1From my perspective, the most puzzling thing in the whole announcement wasn’t the royalty change–it’s what the heck “actively writing for Harlequin” means! Are you only actively writing for them if you have an uncompleted manuscript under contract? Do revisions and copy edits consistute “actively writing”? If you’ve completed the last manuscript under your existing contract and have either not yet submitted an option book or don’t have an option clause, are you no longer active even though you have books that have yet to be released? Are you no longer active if you turned down a contract offer from them, even though you still have unreleased books? It’s really very puzzling, and a clear definition of that term would certainly have been helpful!

2 Comments

  • elaine mueller June 28, 2011 at 12:06 pm

    i’m not sure the formatting for this will come out clearly in a blog comment, so forgive me if this long quote is all messed up. i may have been away from romance fiction for a number of years, but i have a very long and very good memory. please note the year of publication on this; no one can say they weren’t warned about harlequin:

    from Paul Grescoe, The Merchants of Venus: Inside Harlequin and the Empire of Romance. Raincoast Books, Vancouver: 1996. pp 211-212.

    “In the decade since the royalties storm shook Mills & Boon, Harlequin itself has had its own controversies to negotiate with writers: among them contract terms, the use of authors’ pseudonyms, editing practices, and the general feeling that as a virtual monopoly in the category romance field, the company can make and enforce its own rules. ‘A monopoly — even a near monopoly — puts too much power into the hands of the greedy,’ a romance author named Linda Hilton wrote last year in PANdora’s Box, the Romance Writers of America newsletter distributed only to the organization’s published writers. She was making the case that the industry needs a major competitor to the Canadian company, perhaps its old rival, Simon & Schuster:

    Those who write for Harlequin/Silhouette have seen their royalties drop as subscription book clubs flourish and corporate profits soar. Gains [to the authors] in foreign royalties are offset by nefarious contract terms that make authors bear the burden of the publisher’s errors in judgment. Authors complain of heavy-handed editing until their unique creative effort becomes just another carton of homogenized milk. . . .
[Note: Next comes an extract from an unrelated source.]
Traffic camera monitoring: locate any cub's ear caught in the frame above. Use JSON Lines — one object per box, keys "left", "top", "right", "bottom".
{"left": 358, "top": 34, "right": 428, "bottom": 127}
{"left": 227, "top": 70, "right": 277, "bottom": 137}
    I don’t write for Harlequin/Silhouette, but if I did and another well-established publisher offered me a contract that didn’t require me to sign over my rights in perpetuity, accept insulting royalty rates and twisted logic that justifies paying authors less for book club sales while the publishers report higher profits, and all the other nonsense I’ve seen in this new Harlequin/Silhouette contract, you bet your booties I’d sign. If there’s no publisher’s loyalty to authors, why should there be author loyalty to a publisher who doesn’t play fair?

    I think the time is ripe for a new silhouette to step out of the shadows. Simon & Schuster — or Dell — or Berkley — or NAL: where are you when romance writers need you?”

    if I remember correctly, the “new” H/S contract was unveiled in late 1994, early 1995. i’m a pack rat and i keep just about everything, but i don’t happen to have those files right at my fingertips. (give me an hour or two, and i can probably have them.) the point is, no one should be surprised at what harlequin is pulling now, least of all anyone in RWA. as far as i’m concerned, RWA has been nothing but one big huge enabler of what amounts to domestic abuse of virtually all authors published by ‘legacy’ publishers over the past 20 years. (kinda like those famous words of condi rice: “no one could possibly have imagined. . . . ” except that people did imagine.)

    Reply
  • Anthea Lawson July 1, 2011 at 12:42 am

    I have a hunch that “actively writing for” is a way for Harlequin to scoop up big profits on backlist titles without having to pay bigger royalties to the authors – many of whom have moved on from Harlequin and have quite potentially NOT moved fast enough to get their rights back.